Comparing CDI patients with COVID-19 with those who acquired CDI in the pre-COVID-19 period, no significantly different mortality rate was found (7.8% versus 10.1%) [22].

It is anyway alarming the finding of a high mortality rate, up to 80% of patients with COVID-19 and CDI.

In conclusion, our systematic review highlighted that CDI is a relevant issue for COVID-19 patients. The infection by SARS-CoV-2 may alter the onset and the clinical course of CDI through different mechanisms, including the derangement of the innate and the adaptive immune response [27] and the damage to the host gastrointestinal barrier exerted by the virus [28,29], the detrimental effect to the gut microbiome exerted by hospitalisation and antimicrobials administration during the treatment of COVID-19 patients. Moreover, the long-term impact of COVID-19 and CDI coinfection is still unknown. Gastrointestinal tract express SARS-CoV-2 receptors angiotensin converting enzyme 2 and transmembrane Serine Protease 2 and may be directly damaged by the virus [30]; also, the elderly patients surviving COVID-19 might be exposed to more hospitalizations and antibiotics, with a higher risk of gut microbiota disequilibrium and subsequent exposure to CD [31].

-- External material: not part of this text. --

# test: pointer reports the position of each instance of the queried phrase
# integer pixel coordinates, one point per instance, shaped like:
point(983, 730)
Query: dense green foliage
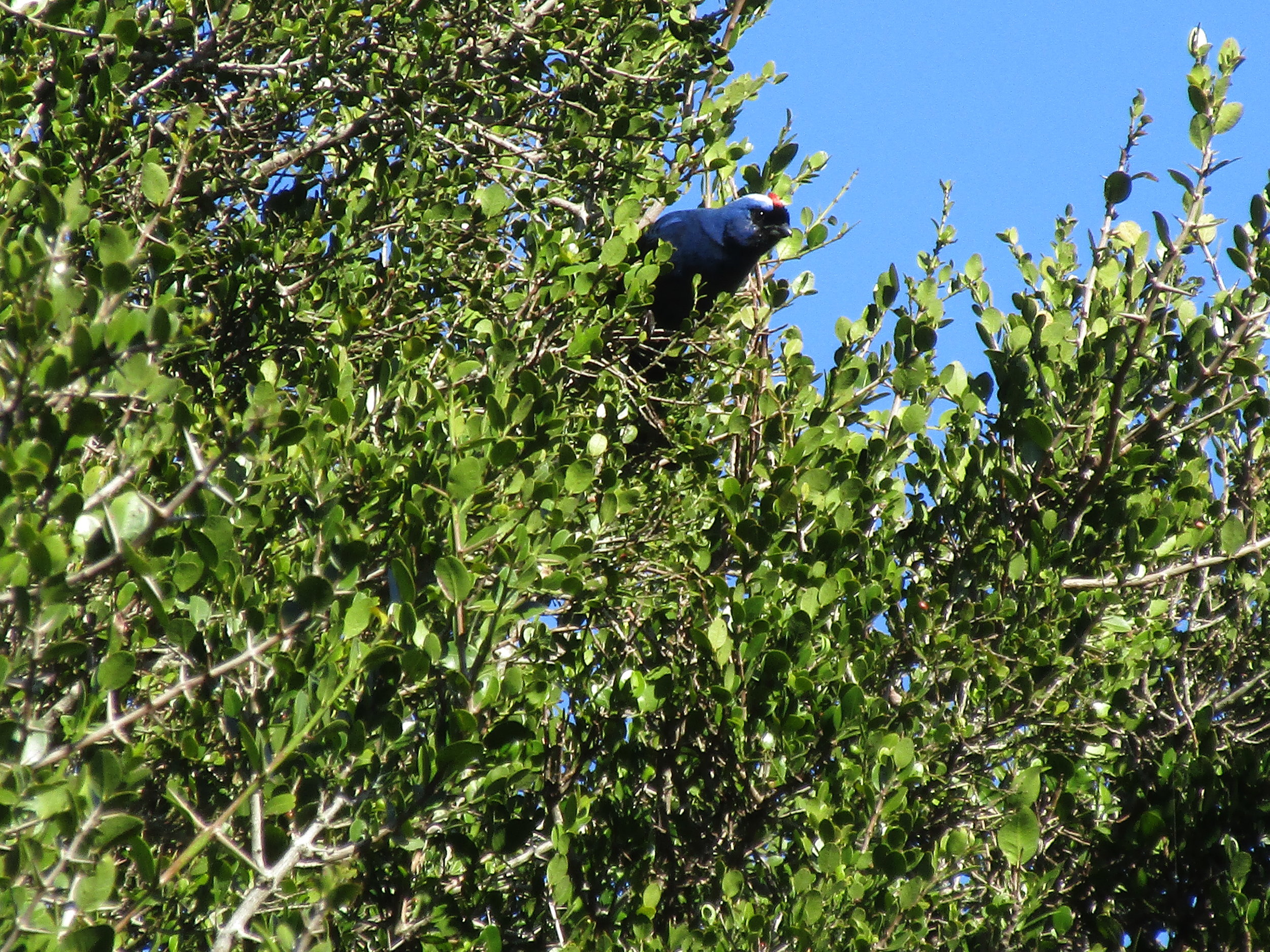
point(360, 595)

Consequently, adherence to IPC measures and to the antimicrobial stewardship principles is more important than ever during the COVID-19 pandemic.

Further studies are needed to better assess the impact of infection control procedures reinforcement during the COVID-19 pandemic on CDI incidence and to clarify the interplay between COVID-19 and CDI.

Declaration of competing interests

The authors declare that they have no known competing financial interests or personal relationships that could have appeared to influence the work reported in this paper.